Il n’est évidemment pas souhaitable de se passer d’un outil aussi utile mais simplement de s’en servir de manière plus réfléchie. Pour commencer, il faudrait entamer une réflexion en amont pour effectuer les modifications structurelles qui permettraient un meilleur usage des outils numériques. Des changements profonds qui accompagneraient des pratiques n’ayant pas aujourd’hui les effets positifs escomptés sur l’environnement. En résumé, il ne faut pas laisser se déployer le numérique sans l’accompagner par des réformes qui boosteront ses effets positifs et limiteront l’effet rebond. Pour Éric Vidalenc, il faudrait également mutualiser les informations qui nous sont données par les outils numériques pour trouver des solutions à des problèmes réellement importants comme les économies d’énergies.
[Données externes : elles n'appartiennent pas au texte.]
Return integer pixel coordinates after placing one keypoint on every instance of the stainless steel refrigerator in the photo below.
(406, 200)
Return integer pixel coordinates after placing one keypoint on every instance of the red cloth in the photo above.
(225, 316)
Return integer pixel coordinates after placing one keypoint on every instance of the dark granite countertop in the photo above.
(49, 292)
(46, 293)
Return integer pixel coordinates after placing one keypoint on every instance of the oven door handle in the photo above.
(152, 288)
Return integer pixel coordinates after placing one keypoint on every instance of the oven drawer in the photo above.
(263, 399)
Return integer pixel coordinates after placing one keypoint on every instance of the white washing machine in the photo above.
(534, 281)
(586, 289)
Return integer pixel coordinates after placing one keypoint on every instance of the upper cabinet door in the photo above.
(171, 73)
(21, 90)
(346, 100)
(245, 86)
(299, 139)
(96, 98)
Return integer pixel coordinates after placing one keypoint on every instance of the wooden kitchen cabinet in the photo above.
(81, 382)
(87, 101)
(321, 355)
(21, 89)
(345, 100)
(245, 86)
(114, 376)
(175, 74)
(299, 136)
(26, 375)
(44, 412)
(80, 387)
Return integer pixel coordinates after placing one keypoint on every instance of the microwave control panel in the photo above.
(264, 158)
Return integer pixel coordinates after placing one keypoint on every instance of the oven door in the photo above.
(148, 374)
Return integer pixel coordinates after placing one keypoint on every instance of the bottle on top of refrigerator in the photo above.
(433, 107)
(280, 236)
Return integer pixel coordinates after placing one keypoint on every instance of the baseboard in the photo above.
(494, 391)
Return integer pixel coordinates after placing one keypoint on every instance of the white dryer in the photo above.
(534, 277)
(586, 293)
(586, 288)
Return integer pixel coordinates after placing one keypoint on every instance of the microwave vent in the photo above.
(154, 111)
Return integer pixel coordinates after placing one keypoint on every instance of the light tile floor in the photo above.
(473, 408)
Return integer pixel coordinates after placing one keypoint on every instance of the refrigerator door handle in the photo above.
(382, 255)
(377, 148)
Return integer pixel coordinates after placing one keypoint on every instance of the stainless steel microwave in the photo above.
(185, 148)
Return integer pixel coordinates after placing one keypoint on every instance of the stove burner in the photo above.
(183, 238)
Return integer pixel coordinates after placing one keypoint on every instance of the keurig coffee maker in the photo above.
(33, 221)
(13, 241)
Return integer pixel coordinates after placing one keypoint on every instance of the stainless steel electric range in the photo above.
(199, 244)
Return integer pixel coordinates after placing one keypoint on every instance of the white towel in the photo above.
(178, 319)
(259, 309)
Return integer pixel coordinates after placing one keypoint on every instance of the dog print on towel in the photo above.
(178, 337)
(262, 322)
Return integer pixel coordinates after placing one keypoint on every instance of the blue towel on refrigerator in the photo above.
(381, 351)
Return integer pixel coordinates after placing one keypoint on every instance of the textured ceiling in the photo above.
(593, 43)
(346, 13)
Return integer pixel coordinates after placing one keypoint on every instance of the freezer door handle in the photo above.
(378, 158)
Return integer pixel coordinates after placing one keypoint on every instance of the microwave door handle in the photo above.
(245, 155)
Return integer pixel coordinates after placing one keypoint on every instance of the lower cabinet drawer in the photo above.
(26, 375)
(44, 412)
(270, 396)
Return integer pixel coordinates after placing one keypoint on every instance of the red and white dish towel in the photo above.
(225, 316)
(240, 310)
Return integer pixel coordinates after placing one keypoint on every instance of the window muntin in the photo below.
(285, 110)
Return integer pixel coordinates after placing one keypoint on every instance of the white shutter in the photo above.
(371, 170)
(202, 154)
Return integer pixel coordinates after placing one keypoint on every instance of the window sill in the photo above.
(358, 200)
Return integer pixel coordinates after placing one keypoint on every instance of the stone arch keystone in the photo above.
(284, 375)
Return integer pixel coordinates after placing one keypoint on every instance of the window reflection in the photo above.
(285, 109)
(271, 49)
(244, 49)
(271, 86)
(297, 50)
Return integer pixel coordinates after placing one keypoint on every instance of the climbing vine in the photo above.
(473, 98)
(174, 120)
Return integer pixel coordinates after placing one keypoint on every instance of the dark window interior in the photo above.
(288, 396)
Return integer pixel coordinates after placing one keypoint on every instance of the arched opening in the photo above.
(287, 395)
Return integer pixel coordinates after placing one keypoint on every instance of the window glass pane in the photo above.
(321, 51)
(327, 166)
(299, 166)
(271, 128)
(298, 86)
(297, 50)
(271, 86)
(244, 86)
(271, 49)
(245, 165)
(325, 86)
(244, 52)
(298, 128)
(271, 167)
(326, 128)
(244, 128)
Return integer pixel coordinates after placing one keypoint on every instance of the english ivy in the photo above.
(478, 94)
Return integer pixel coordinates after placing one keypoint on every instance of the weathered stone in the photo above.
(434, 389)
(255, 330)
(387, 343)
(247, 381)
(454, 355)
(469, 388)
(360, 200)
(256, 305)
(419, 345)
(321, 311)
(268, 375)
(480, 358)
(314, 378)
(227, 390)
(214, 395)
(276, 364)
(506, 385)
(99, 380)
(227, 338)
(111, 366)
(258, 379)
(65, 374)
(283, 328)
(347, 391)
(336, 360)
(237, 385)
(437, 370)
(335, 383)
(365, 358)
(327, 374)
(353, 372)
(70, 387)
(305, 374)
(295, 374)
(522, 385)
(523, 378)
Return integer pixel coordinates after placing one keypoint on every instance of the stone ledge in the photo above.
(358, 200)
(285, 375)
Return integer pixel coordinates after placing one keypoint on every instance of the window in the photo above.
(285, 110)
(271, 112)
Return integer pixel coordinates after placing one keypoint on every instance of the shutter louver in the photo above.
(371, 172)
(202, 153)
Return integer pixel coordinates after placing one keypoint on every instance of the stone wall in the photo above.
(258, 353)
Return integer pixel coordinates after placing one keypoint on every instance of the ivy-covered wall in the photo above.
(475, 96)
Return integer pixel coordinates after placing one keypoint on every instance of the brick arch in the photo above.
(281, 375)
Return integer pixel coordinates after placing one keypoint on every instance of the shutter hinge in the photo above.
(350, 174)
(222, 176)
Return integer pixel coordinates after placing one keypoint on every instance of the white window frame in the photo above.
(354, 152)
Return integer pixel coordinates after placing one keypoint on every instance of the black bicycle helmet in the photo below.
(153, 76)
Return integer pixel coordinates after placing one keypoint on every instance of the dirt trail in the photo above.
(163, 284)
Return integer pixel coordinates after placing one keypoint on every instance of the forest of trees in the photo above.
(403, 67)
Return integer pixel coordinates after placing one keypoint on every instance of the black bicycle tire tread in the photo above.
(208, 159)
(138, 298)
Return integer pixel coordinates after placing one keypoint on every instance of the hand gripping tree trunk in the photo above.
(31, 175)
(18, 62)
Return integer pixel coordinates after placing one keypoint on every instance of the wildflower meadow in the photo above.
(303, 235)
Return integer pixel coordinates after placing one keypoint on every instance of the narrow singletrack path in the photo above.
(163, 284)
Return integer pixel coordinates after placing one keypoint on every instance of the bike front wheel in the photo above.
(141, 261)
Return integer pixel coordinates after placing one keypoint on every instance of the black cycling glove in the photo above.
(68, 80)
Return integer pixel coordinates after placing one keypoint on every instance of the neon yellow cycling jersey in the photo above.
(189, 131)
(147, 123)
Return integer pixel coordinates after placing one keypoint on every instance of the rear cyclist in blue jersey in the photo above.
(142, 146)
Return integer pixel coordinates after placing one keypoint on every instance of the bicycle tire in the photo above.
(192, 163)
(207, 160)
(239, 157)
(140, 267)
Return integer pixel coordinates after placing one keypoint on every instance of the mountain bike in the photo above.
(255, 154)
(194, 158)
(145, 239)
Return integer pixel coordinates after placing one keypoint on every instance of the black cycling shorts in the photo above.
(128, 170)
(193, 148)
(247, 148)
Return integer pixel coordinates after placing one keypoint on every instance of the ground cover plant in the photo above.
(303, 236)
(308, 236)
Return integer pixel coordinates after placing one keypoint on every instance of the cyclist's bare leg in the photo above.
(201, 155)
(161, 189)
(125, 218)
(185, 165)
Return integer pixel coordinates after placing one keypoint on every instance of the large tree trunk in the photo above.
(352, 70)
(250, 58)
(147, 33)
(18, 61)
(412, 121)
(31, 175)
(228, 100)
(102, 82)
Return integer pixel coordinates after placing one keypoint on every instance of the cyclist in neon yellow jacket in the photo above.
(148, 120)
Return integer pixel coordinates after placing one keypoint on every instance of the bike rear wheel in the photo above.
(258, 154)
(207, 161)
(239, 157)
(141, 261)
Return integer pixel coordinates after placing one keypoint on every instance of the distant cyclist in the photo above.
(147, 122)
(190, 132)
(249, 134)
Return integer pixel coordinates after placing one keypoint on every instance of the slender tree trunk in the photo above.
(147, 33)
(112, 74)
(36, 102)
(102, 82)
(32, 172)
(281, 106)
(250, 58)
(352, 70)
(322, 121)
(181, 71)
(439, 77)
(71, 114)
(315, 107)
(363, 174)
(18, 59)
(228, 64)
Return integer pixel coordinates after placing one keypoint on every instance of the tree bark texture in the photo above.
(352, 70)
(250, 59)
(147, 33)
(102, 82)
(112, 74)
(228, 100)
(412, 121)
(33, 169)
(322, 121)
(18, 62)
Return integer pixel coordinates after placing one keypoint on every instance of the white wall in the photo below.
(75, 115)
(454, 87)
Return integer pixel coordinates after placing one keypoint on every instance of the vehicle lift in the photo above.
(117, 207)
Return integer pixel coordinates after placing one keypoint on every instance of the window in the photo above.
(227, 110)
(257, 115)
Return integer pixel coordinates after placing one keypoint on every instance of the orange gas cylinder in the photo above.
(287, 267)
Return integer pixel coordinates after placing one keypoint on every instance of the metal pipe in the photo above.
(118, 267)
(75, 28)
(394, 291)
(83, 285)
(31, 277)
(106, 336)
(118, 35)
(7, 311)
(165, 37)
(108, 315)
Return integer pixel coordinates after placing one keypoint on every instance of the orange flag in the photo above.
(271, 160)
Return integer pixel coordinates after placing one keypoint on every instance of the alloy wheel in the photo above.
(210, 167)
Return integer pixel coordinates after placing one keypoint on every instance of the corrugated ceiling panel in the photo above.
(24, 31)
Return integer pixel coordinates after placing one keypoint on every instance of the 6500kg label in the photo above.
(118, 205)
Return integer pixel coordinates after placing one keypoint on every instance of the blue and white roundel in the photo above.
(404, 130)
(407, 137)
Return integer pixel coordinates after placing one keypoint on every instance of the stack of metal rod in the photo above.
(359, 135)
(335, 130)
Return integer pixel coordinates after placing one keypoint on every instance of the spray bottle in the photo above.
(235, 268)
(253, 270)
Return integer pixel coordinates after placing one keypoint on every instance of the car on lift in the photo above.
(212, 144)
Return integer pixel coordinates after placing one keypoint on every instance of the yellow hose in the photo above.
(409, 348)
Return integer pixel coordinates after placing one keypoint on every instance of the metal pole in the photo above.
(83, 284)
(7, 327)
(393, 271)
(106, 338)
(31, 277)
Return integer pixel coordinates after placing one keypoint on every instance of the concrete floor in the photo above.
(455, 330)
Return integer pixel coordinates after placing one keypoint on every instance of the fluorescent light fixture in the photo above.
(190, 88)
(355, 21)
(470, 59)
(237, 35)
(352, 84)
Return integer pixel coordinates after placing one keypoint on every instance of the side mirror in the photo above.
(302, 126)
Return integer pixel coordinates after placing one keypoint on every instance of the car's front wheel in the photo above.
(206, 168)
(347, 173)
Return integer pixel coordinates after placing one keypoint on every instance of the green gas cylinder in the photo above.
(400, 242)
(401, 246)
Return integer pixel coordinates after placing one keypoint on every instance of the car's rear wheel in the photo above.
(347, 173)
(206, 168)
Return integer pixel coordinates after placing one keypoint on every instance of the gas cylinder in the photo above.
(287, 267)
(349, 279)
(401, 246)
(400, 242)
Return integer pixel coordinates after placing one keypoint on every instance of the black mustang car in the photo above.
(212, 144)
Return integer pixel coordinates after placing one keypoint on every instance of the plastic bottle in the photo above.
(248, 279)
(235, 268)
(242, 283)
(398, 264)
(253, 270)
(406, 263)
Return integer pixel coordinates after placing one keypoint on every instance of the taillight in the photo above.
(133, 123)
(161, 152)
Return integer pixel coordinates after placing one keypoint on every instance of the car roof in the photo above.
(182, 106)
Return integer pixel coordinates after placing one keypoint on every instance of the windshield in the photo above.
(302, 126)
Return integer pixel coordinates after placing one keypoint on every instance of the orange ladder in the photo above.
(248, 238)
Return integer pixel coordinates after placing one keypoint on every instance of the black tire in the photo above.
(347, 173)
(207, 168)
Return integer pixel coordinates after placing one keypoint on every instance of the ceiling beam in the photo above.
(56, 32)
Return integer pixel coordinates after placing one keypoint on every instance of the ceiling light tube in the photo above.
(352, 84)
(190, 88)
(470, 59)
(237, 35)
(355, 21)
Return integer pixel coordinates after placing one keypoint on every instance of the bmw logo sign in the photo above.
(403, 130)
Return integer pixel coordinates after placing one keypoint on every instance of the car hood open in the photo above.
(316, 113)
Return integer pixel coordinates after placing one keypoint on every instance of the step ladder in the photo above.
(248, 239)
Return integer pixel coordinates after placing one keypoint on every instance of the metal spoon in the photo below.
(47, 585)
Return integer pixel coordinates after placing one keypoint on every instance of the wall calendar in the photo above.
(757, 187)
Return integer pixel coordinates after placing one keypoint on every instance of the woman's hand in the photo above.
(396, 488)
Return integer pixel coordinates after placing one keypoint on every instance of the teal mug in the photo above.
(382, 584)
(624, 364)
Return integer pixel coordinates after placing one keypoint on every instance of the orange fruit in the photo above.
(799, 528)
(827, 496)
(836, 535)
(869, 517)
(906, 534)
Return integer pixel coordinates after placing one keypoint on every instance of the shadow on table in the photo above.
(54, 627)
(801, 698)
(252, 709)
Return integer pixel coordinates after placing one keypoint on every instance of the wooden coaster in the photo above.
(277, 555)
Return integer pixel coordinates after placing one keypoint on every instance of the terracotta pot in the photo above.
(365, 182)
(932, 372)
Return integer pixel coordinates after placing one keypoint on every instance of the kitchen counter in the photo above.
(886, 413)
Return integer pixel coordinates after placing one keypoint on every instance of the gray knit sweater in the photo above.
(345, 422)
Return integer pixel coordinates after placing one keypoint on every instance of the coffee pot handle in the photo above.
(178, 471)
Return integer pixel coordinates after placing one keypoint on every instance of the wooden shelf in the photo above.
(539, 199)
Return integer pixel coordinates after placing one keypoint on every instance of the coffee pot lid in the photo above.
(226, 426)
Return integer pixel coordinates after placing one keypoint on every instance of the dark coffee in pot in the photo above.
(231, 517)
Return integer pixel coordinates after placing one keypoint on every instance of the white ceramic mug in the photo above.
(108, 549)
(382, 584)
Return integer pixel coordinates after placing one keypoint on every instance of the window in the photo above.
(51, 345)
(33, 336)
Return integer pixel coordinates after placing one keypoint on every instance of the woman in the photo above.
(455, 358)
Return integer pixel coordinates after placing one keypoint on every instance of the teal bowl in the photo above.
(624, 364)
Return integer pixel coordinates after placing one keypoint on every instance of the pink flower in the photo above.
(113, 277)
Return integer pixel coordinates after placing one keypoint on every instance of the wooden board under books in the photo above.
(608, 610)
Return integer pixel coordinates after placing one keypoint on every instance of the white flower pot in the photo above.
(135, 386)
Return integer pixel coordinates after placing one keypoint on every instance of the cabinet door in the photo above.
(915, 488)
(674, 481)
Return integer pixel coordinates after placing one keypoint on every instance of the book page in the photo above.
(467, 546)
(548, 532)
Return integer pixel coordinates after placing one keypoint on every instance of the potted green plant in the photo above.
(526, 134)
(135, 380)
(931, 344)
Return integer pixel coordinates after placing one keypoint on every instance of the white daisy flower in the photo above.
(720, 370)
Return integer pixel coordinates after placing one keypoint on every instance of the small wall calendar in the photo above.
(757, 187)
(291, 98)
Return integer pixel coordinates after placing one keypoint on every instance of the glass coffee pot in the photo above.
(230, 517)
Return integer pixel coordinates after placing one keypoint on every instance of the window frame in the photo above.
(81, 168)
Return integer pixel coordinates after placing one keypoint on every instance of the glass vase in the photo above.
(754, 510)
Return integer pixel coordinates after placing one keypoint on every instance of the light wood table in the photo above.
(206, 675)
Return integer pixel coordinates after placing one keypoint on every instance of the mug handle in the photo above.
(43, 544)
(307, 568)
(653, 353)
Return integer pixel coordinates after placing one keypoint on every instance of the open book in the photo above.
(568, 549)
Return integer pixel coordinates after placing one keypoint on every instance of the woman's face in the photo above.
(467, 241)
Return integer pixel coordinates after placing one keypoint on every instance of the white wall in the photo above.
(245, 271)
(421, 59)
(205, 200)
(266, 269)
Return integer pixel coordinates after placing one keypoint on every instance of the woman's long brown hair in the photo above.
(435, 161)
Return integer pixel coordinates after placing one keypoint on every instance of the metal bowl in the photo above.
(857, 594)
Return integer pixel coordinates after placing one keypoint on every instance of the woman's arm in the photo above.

Terminons sur les idées principales délivrées par l’essai Pour une écologie numérique, en évoquant la piste d’un numérique qui adopterait une approche réellement collective. Le numérique ne serait alors plus un outil qui entraîne l’individualisation de la population, mais au contraire un outil qui crée du lien social, de la collaboration, et fait émerger des idées novatrices.